The issue is, all of this bad news is stressing us out. Because the bad news generates more clicks and swipes, which in turn increases ad revenue streams for the social media companies, said companies continue to algorithmically fling this type of news in our direction, basically turning social media into an “Outrage Industrial Complex”. We combat this Doomscrolling by adding to the noise, countering or repeating this bad news with our own digital screaming, hoping that we’ll change someone’s mind or make things better by yelling into the chamber of the Outrage Industrial Complex.
This is not the way the Internet was suppose to work.

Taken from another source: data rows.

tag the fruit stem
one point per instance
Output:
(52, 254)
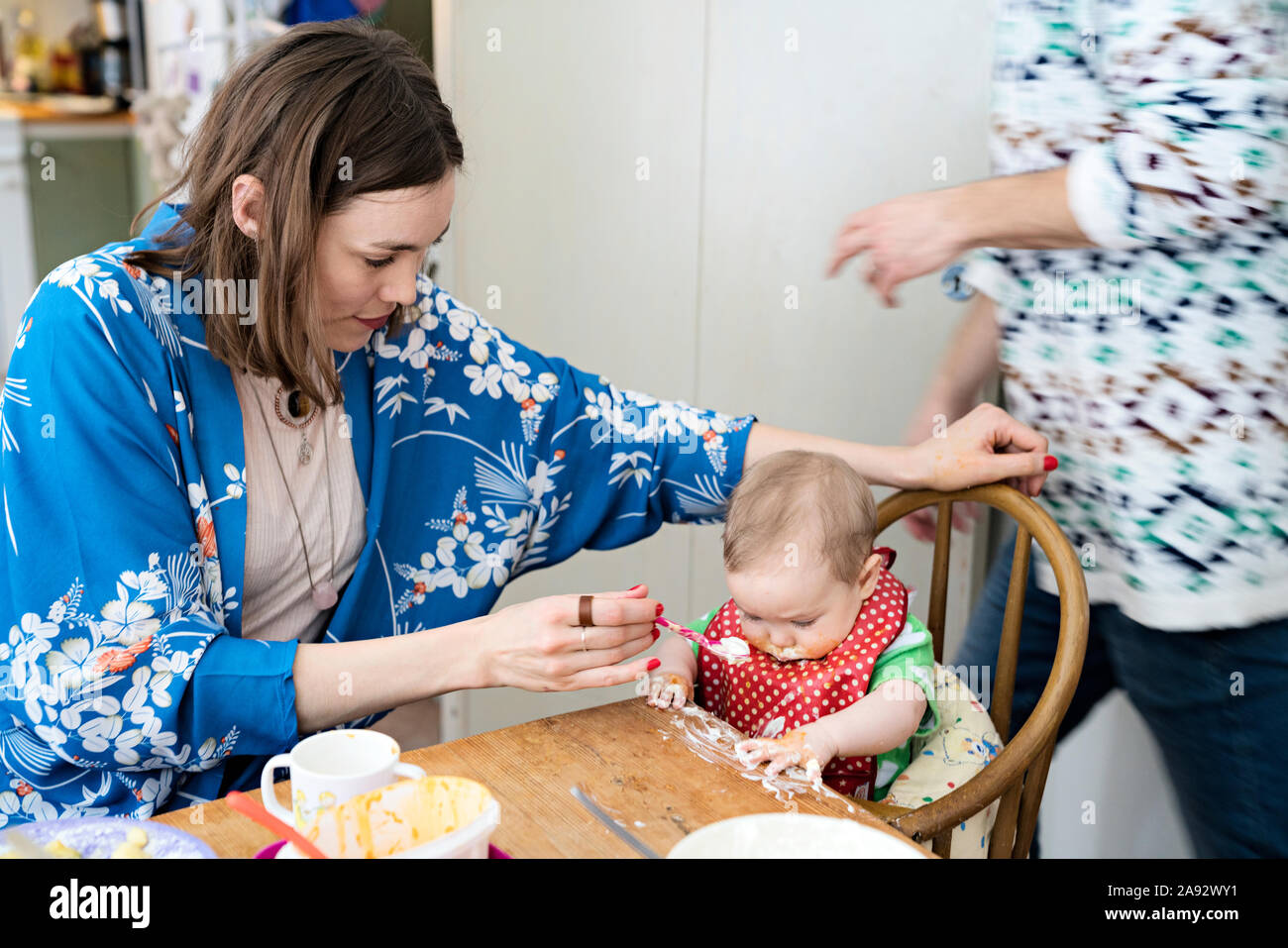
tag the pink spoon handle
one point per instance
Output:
(715, 646)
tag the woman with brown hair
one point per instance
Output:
(262, 476)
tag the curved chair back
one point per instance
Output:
(1018, 775)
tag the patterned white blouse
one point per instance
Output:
(1157, 363)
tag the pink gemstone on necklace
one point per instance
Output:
(323, 595)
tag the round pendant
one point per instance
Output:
(323, 595)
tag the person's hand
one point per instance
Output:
(926, 421)
(986, 446)
(666, 689)
(806, 747)
(539, 646)
(905, 239)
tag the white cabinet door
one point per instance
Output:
(17, 256)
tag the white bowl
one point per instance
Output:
(793, 836)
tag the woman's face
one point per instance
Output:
(370, 253)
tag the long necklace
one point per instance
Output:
(323, 592)
(296, 403)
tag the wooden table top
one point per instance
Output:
(662, 775)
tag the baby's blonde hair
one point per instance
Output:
(804, 497)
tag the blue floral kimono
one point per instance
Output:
(127, 686)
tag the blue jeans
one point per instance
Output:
(1222, 746)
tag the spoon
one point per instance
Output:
(249, 807)
(730, 648)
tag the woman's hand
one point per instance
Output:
(540, 647)
(932, 417)
(986, 446)
(905, 239)
(807, 747)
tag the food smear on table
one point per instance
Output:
(133, 848)
(713, 740)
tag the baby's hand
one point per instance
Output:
(791, 750)
(666, 689)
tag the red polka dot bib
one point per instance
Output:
(764, 697)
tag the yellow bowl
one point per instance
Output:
(430, 818)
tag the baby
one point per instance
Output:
(838, 677)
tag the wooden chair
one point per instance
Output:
(1018, 775)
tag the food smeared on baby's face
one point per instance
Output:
(794, 610)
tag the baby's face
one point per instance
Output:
(799, 612)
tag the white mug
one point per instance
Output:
(330, 768)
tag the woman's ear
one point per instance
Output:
(248, 204)
(870, 574)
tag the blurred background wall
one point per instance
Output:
(651, 191)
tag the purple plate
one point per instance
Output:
(97, 837)
(269, 852)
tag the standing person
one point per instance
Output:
(1134, 279)
(262, 476)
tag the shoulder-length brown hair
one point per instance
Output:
(317, 102)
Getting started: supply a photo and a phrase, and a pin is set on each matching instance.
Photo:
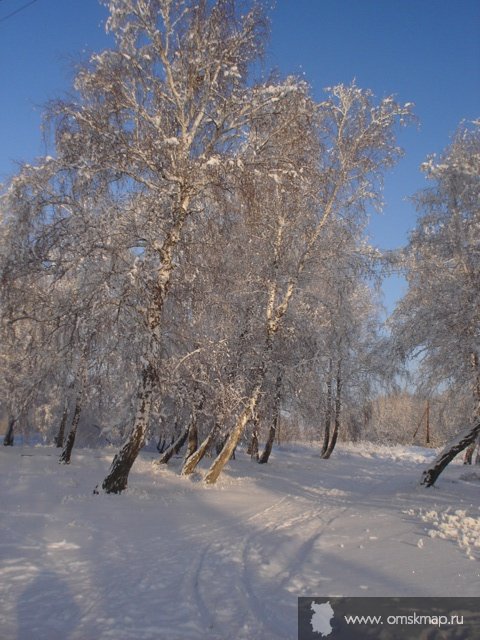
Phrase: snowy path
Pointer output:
(174, 560)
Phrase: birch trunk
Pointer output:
(338, 409)
(8, 437)
(328, 413)
(234, 436)
(66, 455)
(117, 478)
(192, 461)
(275, 422)
(174, 448)
(456, 446)
(59, 438)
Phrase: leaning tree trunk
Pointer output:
(252, 450)
(117, 478)
(192, 461)
(338, 409)
(234, 436)
(456, 446)
(8, 437)
(59, 438)
(275, 421)
(328, 413)
(67, 451)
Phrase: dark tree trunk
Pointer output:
(117, 478)
(231, 442)
(174, 448)
(67, 451)
(8, 437)
(338, 409)
(252, 450)
(456, 446)
(328, 412)
(161, 444)
(192, 461)
(192, 440)
(59, 438)
(275, 421)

Some time back I took all “infinite scrolling” apps off my smartphone. If I couldn’t get to the bottom of a web page, or the end of a social media stream, the app didn’t belong on my phone. About 10 years ago Apple took away the ability to directly send a tweet or a Facebook update without using the actual respective application away from iOS. Today, if you want to update your Facebook status or tweet something, you pretty much have to go into an application designed to suck you in with their Doomscrolling algorithms.
This is not nice.
For my 30 day self challenge in September I have resolved to look at Facebook for no longer than three minutes per day. I basically see what the blood relatives are up to, wish my the appropriate friends a happy birthday, and then I shut down my Facebook connection. And I do this from my computer, no mobile devices allowed. I still want to get rid of Facebook completely by the end of the year, but so many of my family and friends rely on the platform as their only interaction method I feel like I’m missing out on important milestones in their lives. I really miss the days of when folks maintained blog like this one right here, but those days are apparently long gone. I am grateful for those continuing to do this old fashioned blog thing.
Twitter is a little trickier for me. I use Twitter as a way to stay in touch with those I share a common interest, namely aviation, tech, and Star Trek. I’ve tried using a third party Twitter application like Tweetbot or Twitterrific but there’s two issues with these apps; like Twitter, they encourage infinite scrolling and Twitter has neutered their third party API to the point that you can barely glean what’s going on in the twitterverse if you’re not using the official application. My primary use of Twitter, aside from my dorky interactions with others, is to see breaking news and use that information as a catalyst to look elsewhere for more reliable sources. It kills me that users think anything of actual news comes across Twitter or Facebook. These streams may provide a hint as to what’s happening in the world, but it’s up to us to find a reliable source to confirm what we’re seeing on the streams as we’re doomscrolling through the latest round of woes.
As I mentioned earlier, I’m working on improving myself through some professional and other motivational newsletters and other mailings. These things inspire me. They’re not recipes, they’re seeds of ideas that we nurture to grow in ways we want them to grow.
I need to focus more on this and less of the doomscrolling through the “Outrage Industrial Complex”.